最近よく聞く「バイクパッキング」って結局何をするもの? 日本で初めてのバイクパッキング本を執筆した北澤肯さんが、バイクパッキングとは何か、また始めるために用意すべきアイテムなどを詳しく解説します。
バイクパッキングとは
山やバックカントリーの自然の中を自転車で旅するために、荷物を最小限にしてバイクに装着できるようにしたシステムが2000年代に入って開発されました。バックパッキングというキャンプ・ハイキングの活動がありますが、それを自転車でやることから、これがバイクパッキングと呼ばれるようになりました。
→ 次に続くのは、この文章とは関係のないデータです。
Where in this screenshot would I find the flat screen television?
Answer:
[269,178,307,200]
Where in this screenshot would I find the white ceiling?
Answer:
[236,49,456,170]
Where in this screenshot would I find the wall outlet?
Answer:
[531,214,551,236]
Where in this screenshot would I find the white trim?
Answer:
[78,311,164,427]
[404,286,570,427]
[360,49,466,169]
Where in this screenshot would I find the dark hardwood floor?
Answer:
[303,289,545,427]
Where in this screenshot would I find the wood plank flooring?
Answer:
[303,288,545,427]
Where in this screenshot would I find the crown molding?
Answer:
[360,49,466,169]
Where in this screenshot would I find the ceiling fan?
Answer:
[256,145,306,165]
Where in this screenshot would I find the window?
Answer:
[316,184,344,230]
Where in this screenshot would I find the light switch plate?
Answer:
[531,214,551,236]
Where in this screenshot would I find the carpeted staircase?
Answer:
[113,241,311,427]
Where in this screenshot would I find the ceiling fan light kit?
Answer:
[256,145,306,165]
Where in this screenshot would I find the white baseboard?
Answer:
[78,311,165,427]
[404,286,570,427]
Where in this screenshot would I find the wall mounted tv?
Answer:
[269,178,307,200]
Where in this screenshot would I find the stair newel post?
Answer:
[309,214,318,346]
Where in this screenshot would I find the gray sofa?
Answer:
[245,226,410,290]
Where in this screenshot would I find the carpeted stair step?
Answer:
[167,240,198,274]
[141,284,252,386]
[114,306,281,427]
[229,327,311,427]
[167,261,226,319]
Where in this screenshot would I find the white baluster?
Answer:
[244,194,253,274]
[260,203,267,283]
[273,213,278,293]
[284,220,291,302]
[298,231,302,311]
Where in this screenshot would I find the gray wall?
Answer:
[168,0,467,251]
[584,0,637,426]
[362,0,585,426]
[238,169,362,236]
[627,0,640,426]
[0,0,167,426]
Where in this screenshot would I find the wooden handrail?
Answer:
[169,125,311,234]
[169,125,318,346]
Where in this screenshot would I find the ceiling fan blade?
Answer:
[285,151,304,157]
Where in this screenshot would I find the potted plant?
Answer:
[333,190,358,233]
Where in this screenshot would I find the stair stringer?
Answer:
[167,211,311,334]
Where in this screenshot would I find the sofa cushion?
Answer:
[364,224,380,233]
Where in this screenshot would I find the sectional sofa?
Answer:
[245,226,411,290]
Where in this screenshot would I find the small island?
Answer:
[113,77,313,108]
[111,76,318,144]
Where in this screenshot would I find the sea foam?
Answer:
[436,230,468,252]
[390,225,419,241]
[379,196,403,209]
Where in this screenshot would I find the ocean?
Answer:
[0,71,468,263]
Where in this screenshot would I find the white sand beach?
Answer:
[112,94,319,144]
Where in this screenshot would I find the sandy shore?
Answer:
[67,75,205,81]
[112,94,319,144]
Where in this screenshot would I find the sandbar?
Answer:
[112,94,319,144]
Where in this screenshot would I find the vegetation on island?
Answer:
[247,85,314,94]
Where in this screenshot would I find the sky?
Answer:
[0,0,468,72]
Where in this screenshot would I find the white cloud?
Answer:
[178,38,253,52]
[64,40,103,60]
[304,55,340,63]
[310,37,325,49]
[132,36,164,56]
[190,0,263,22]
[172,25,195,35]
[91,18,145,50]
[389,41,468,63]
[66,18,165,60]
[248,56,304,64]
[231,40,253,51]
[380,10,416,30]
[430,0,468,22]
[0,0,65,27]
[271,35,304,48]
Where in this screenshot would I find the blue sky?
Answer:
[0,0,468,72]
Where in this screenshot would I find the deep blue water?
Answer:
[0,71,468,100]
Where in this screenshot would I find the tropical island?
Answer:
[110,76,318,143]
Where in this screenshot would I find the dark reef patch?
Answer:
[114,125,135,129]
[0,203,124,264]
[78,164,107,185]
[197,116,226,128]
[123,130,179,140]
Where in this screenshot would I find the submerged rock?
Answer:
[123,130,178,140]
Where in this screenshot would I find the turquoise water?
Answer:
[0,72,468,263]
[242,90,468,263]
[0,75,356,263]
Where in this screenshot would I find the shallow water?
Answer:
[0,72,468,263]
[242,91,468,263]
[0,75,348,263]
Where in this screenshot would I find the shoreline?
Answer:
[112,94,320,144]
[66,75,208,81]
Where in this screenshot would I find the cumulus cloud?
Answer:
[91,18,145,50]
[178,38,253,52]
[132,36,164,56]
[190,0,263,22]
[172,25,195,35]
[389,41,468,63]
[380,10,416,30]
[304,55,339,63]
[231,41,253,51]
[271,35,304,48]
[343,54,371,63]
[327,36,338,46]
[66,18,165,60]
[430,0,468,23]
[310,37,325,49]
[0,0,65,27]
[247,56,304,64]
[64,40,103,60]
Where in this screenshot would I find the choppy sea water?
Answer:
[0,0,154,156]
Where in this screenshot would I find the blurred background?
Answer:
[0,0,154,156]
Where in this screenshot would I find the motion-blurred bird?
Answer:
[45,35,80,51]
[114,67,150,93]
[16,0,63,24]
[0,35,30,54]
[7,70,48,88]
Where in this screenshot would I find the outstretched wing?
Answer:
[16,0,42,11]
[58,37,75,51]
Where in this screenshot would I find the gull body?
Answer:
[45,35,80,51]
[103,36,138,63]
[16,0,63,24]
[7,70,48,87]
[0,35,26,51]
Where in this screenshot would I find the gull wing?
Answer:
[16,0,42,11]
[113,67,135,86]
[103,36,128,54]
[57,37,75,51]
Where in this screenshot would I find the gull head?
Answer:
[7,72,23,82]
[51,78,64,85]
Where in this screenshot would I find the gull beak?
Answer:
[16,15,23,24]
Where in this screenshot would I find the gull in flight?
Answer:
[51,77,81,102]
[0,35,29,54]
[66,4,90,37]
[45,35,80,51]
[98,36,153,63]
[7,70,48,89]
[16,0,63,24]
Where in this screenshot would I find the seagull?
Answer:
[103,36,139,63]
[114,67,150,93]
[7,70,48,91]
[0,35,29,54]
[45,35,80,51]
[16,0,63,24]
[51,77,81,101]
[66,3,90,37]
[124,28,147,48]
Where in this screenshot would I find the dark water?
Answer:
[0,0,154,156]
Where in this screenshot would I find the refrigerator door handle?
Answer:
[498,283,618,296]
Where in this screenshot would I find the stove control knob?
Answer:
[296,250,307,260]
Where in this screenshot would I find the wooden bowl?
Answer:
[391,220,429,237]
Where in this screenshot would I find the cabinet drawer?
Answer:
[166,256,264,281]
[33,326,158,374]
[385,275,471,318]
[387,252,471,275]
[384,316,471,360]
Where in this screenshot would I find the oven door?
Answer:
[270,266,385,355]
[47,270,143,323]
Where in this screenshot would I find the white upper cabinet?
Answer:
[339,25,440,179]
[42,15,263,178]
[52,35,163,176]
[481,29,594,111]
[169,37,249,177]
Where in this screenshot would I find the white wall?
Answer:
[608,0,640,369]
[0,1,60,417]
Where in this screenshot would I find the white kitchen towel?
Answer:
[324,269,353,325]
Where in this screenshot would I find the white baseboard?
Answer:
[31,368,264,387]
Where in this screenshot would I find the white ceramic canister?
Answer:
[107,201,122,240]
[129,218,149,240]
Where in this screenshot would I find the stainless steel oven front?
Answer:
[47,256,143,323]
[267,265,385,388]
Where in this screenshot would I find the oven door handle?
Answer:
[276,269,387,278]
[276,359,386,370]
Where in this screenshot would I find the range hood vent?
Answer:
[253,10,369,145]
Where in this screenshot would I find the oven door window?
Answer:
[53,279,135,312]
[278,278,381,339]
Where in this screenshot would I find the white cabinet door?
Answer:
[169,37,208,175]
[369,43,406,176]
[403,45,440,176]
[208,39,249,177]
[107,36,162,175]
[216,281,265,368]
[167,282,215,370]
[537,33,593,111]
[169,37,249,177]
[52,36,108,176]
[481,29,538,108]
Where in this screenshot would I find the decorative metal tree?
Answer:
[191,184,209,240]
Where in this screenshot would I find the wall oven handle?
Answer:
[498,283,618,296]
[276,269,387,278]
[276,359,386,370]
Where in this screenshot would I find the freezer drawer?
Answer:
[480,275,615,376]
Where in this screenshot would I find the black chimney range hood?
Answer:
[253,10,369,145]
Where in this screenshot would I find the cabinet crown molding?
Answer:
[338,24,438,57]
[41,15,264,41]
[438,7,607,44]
よくバイクパッキングはバイクパッキング用のバッグのことと誤解されがちですが、バイクパッキングはバッグや装備、荷物の積載方法のことではなく、そんな自転車旅のことです。このシステム、じつはロードバイクにも装着できることから、ロードバイクを使った舗装路の旅にも使われるようになり、現在では、オンロード・オフロード問わず、「自転車でライトウエイトにキャンプ旅をすること」をバイクパッキングと呼んでいます。
バイクパッキングの楽しさって?
それは、時間や場所に縛られることなく自分の体と頭で自由に旅ができることではないでしょうか。自転車なら公共交通にも縛られないですし。また装備が軽量なので、自転車本来の楽しさ、運動性能を損なわないということが、大きな魅力です。キャンプ道具でバイクが重すぎて、こぐのもやっとでは、楽しくないですからね。
バイクパッキングなら、車が入れないようなバックカントリーにも入っていけますし、ロードバイクでいくつもの峠を越えて、1日200㎞も移動する、そんなダイナミックな旅をすることも可能です。そして自然に抱かれて眠るのです。そんな「日常から脱する小さな大冒険」的な面白さが魅力だと思います。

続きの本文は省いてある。